Ex-Qwest chief gets 6 years for stock sale

By Sandy Shore
Associated Press

DENVER — Joe Nacchio, the former Qwest Communications chief who was forced to resign during a multibillion-dollar accounting scandal, was sentenced to six years in prison yesterday for illegally selling $52 million in stock while not telling investors that his telecommunications company faced serious financial risks.

Nacchio was ordered to forfeit the $52 million within 15 days. He received a maximum $19 million fine and two years' probation after he serves his sentence. Once a federal prison is chosen for him, he is to report within 15 days. He was denied bail while he appeals his conviction.

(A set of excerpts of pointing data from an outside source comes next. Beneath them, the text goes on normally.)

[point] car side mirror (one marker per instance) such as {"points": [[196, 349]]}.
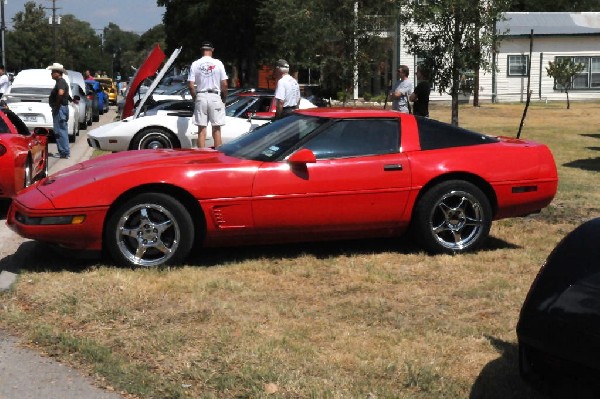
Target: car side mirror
{"points": [[303, 156], [41, 131]]}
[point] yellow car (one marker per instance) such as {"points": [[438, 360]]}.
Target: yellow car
{"points": [[110, 88]]}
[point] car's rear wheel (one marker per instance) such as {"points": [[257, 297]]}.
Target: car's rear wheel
{"points": [[451, 217], [27, 173], [154, 138], [149, 230]]}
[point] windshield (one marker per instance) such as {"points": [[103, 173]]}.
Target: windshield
{"points": [[273, 140], [237, 108]]}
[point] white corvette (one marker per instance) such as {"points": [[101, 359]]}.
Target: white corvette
{"points": [[169, 127], [165, 129]]}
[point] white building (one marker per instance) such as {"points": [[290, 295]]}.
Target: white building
{"points": [[555, 35]]}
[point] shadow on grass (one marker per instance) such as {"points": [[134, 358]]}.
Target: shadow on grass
{"points": [[591, 164], [4, 205], [39, 257], [592, 135], [500, 378]]}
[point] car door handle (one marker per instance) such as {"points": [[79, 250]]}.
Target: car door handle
{"points": [[393, 166]]}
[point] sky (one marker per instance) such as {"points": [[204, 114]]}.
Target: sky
{"points": [[130, 15]]}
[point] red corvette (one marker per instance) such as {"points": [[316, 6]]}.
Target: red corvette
{"points": [[318, 174], [23, 154]]}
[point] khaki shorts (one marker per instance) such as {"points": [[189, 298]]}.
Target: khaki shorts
{"points": [[208, 107]]}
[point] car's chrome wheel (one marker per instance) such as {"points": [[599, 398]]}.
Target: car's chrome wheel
{"points": [[151, 229], [454, 216], [154, 139]]}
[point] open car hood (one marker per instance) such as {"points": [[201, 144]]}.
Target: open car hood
{"points": [[147, 69]]}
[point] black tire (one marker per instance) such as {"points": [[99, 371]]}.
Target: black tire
{"points": [[452, 217], [149, 230], [154, 138]]}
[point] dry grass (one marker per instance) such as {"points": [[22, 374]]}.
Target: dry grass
{"points": [[351, 319]]}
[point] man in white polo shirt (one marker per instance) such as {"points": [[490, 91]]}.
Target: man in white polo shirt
{"points": [[207, 81], [287, 91]]}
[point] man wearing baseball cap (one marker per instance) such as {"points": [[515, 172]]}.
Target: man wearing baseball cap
{"points": [[59, 103], [207, 81], [287, 92]]}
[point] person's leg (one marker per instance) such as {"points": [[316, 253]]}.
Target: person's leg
{"points": [[217, 119], [217, 136], [61, 134], [201, 136]]}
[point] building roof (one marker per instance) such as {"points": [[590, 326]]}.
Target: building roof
{"points": [[550, 23]]}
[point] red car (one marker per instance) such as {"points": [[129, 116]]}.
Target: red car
{"points": [[23, 154], [319, 174]]}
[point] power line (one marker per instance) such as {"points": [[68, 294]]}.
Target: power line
{"points": [[54, 22]]}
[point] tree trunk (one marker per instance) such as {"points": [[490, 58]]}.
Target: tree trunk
{"points": [[455, 69]]}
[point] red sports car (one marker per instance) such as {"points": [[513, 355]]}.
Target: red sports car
{"points": [[319, 174], [23, 154]]}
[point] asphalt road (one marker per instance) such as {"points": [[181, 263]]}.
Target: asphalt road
{"points": [[25, 373]]}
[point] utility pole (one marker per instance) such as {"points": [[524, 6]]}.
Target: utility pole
{"points": [[2, 29]]}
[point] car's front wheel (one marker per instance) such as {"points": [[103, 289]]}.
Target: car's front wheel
{"points": [[149, 230], [154, 138], [451, 217]]}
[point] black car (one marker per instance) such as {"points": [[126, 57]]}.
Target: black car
{"points": [[559, 324]]}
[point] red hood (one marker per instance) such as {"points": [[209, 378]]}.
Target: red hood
{"points": [[147, 69]]}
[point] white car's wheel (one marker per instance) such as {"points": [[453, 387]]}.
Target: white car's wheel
{"points": [[154, 138]]}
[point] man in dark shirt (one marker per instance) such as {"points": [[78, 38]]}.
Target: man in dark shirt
{"points": [[420, 96], [59, 103]]}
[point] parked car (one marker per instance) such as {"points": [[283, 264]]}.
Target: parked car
{"points": [[80, 98], [559, 323], [23, 154], [110, 88], [161, 129], [318, 174], [100, 93], [28, 98]]}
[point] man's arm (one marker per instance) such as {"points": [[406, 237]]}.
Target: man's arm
{"points": [[278, 109], [224, 90], [192, 88]]}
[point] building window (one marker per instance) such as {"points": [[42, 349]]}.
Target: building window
{"points": [[589, 78], [517, 65]]}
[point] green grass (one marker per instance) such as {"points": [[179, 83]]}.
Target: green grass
{"points": [[351, 319]]}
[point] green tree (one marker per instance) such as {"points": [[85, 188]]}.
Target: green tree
{"points": [[455, 36], [29, 44], [563, 70], [554, 5], [229, 25], [342, 35]]}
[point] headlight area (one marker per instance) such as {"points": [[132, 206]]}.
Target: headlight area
{"points": [[49, 220]]}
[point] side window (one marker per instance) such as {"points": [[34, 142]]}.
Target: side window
{"points": [[356, 137], [19, 124]]}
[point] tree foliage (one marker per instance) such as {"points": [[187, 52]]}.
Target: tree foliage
{"points": [[563, 70], [229, 25], [34, 43], [554, 5], [454, 36]]}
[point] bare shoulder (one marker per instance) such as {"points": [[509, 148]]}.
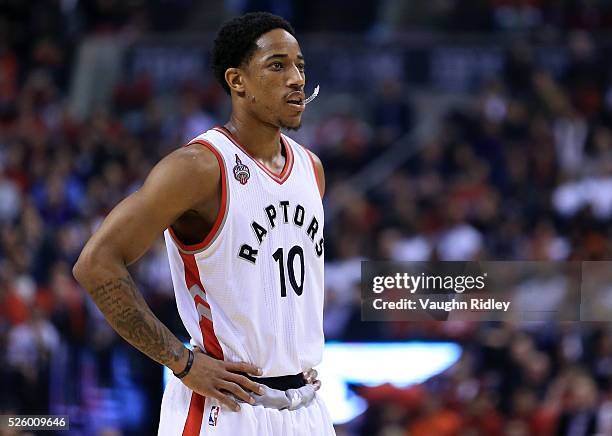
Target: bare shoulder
{"points": [[195, 167]]}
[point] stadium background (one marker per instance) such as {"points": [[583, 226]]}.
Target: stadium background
{"points": [[449, 129]]}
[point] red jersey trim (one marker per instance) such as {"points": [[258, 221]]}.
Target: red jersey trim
{"points": [[192, 277], [221, 215], [278, 178]]}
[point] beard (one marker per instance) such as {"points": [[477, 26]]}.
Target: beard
{"points": [[294, 127]]}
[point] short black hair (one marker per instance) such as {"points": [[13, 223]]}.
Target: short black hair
{"points": [[235, 41]]}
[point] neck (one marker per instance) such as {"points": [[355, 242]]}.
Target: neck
{"points": [[261, 139]]}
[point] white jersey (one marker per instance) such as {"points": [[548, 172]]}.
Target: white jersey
{"points": [[253, 289]]}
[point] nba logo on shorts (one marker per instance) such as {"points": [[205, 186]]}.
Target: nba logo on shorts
{"points": [[214, 414]]}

"The crimes the defendant has been found guilty of are crimes of overarching greed," declared U.S. District Judge Edward Nottingham as Nacchio stood before him.

Nacchio, 58, a former AT&T executive, is the latest in a string of former top-level executives to be convicted in recent corporate fraud scandals at companies like Enron and WorldCom. He had faced a maximum term of seven years, five months.

The case grew out of the accounting scandal in which federal regulators said Qwest falsely reported fiber-optic capacity sales as recurring instead of one-time revenue between April 1999 and March 2002. They said the practices allowed the company to improperly report about $3 billion in revenue.